Happy Or Sad Or Mad

“I have the choice of being constantly active and happy or introspectively passive and sad. Or I can go mad by ricocheting in between.”  ― Sylvia Plath

Poor Sylvia, she sounds bipolar. In fact, she killed herself at the age of thirty. Something was desperately wrong, but no one knew. Everyone knows I have bipolar disorder. As many people as possible anyway. I am shouting it from the rafters hoping others will see it is okay to talk about.

The only thing wrong with this quote as a description of bipolar is the word “choice”. We really don’t have one. We cycle between happiness or sadness like the change of the weather and there is no way to tell where or when the wind may change.  Or when the madness may come in. When we have cycled to such an extreme that we are in fact psychotic and have lost touch with reality. At least that is when I call it madness.

Psychosis is to be avoided at all costs. But is there a choice? Only as far as taking your medications, trying all you can to get your rest. Taking care of yourself and asking for help when you begin to lose control of your thoughts. Because the faster you mention that the easier it is to stop it. With a medication adjustment rather than a hospital stay. That is always my goal. I hate going to the hospital. But I go if I have to, because the question they ask is: are you a danger to yourself or others? Well I have not ever been a danger to others. That leaves me. I’ll be darned if I’m going to fight so hard to stay ahead of this disorder. To live victoriously with it to succumb to what got Sylvia Plath at this late date! Not going to happen.

But I’m not pushing it. Not going to push this illness to the breaking point. I’m not going to pretend everything is fine when I really need help. The hospital is not that bad. Actually it’s the best place to be when you need to be there. I know that. So in I will go, if necessary.  And I will work hard, doing everything I need to: adjust to new medications, work on sleep, group, whatever it takes, until it is time to get out.

I’m never alone. I have faith that the Lord is with me. He goes before me, beside me and has my back. I have nothing to fear. Having nothing to fear makes bipolar disorder a lot easier to have. I don’t fear death or destruction because of it. I don’t fear that I will be abandoned or alone. I don’t fear the hospital or strange people, like myself, only sicker. I do not fear because I am  never alone.

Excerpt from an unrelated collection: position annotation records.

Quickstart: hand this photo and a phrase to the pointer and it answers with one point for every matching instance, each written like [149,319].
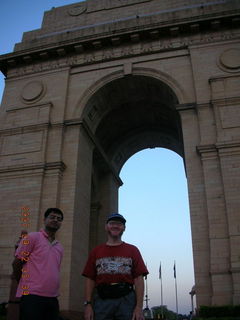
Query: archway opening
[154,200]
[125,116]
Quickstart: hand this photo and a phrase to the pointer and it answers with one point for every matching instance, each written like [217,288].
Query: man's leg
[125,308]
[104,309]
[51,311]
[115,309]
[31,307]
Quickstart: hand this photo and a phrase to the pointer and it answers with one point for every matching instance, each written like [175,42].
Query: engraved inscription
[22,143]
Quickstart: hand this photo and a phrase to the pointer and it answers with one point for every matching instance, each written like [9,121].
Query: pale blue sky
[154,195]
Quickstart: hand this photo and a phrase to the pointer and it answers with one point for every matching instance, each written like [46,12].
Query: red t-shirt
[109,264]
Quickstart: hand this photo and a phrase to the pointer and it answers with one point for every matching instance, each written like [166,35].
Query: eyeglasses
[59,219]
[114,222]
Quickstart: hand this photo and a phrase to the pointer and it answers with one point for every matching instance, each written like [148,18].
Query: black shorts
[39,308]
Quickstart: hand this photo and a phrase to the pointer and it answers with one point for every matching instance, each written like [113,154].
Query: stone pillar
[76,201]
[230,166]
[218,227]
[198,205]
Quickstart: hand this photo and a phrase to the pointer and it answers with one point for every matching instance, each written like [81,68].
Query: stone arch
[126,115]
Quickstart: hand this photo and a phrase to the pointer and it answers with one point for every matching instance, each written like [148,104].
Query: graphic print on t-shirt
[114,265]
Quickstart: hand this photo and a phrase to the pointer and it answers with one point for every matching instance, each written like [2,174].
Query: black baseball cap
[116,216]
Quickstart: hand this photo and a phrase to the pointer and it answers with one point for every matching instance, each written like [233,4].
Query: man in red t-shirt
[116,269]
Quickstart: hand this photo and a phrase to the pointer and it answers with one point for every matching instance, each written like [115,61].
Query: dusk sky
[154,196]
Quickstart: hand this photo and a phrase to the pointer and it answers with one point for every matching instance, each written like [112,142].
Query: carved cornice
[33,168]
[170,35]
[220,149]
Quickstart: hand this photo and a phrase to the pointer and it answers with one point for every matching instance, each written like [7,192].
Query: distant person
[37,268]
[13,302]
[116,269]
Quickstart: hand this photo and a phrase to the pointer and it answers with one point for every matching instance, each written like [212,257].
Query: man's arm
[139,289]
[17,268]
[88,291]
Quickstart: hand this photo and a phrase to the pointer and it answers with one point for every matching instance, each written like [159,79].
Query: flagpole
[175,277]
[160,277]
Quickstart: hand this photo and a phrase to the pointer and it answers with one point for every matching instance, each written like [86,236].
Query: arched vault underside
[137,112]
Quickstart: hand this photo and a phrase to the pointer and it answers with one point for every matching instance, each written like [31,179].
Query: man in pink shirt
[37,267]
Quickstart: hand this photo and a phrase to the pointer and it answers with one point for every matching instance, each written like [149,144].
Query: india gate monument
[100,81]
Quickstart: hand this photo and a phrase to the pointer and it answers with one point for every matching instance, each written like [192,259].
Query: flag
[160,271]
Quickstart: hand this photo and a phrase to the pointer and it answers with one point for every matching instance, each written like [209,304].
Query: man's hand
[137,314]
[88,312]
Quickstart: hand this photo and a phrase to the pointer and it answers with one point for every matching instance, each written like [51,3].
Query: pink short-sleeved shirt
[41,272]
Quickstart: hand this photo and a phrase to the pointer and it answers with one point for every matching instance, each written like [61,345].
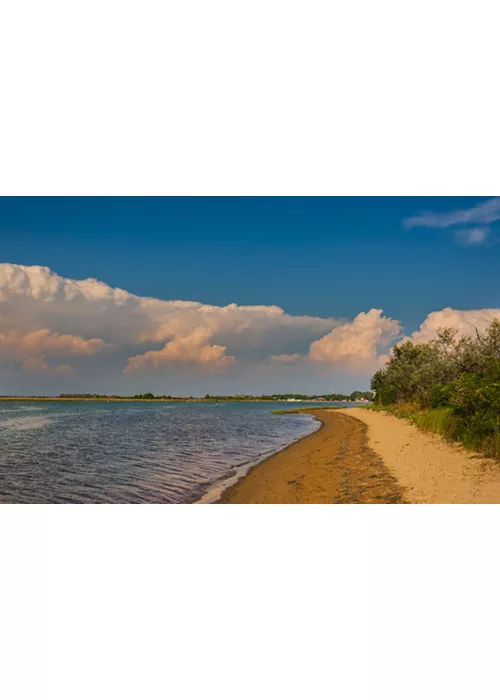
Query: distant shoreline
[161,400]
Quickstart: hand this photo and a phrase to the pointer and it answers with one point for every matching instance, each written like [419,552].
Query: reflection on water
[86,452]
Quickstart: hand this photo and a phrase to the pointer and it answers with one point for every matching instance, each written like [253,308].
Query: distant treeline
[450,385]
[355,396]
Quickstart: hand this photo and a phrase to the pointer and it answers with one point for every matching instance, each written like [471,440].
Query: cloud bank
[57,327]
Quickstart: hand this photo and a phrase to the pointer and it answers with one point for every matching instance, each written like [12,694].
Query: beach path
[429,469]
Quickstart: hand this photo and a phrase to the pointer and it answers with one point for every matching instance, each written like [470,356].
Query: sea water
[134,452]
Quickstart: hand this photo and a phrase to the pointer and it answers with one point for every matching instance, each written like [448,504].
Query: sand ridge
[332,465]
[429,469]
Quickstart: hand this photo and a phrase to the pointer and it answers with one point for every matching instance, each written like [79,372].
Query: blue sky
[314,257]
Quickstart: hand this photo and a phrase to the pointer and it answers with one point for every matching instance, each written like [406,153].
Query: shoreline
[214,492]
[362,456]
[334,464]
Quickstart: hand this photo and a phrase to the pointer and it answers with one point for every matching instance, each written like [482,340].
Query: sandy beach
[362,456]
[333,465]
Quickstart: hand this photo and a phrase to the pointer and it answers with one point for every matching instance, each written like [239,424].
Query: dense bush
[456,379]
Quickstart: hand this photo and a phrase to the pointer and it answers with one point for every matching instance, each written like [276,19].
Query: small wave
[25,423]
[18,409]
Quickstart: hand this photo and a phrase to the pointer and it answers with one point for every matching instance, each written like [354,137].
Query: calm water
[83,452]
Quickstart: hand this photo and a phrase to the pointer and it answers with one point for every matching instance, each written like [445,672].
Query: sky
[189,296]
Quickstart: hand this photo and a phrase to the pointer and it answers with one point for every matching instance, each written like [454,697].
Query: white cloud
[294,357]
[472,236]
[46,320]
[82,317]
[486,213]
[356,346]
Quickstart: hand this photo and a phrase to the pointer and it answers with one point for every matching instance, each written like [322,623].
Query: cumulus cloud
[83,317]
[193,348]
[50,325]
[356,346]
[38,365]
[294,357]
[469,232]
[14,344]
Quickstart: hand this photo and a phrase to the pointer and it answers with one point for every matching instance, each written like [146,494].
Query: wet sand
[362,456]
[333,465]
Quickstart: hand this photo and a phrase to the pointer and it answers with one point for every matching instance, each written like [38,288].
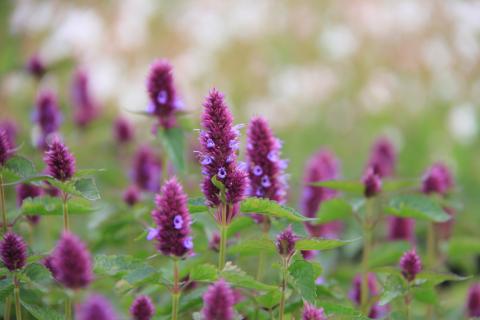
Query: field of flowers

That helps a great deal. I dreamed one time I was in the hospital that I was falling. You know that old superstition that if you dream you are falling and if you land in your dream you will die? No? Well it was a superstition when I was a child. And I still believed it back when I was 23, in the hospital with bipolar for the first time and having this dream. Suddenly to my horror, I landed. I lay there expecting the worst. Instead I was surrounded by the warmest, deepest love I had ever felt. And I knew for once and for all that God was not only at the mountain top, but in the deepest pit we could ever fall into. I knew it then, and I know it now. He is always there for me — and for you.

6 thoughts on “Happy Or Sad Or Mad

  1. Beautiful post lovely 🙂 Far too often people hide the signs of mood disorders, because they believe that someone is going to think it’s their fault. Bipolar disorder is a condition, just like diabetes is a condition. It’s something you learn to manage. And sometimes, it’s something that gets the better of you, and you have to reach out for help.

    It’s hard when you feel you have to hide it, or when you’re absolutely certain that it’s your problem and, by default, your fault. I’m not bipolar, but I’ve suffered from bouts of seasonal depression since I was a child. It took me 28 years to admit that I needed help. Don’t let that be you.

    • Thanks so much Renee for reading, relating and for your concern. I have been getting help with this for 45 years now. At first, not because I wanted it, but because it was unavoidable and a loving father found me help and made sure I got some. Now because I want it and know I need it. I try so hard not to let it get bad. But sometimes you cannot help that. Right now I am stable and seeking out speaking engagements to share on mental illness, toss some light on the subject and show people we are out here living, breathing and having successful lives!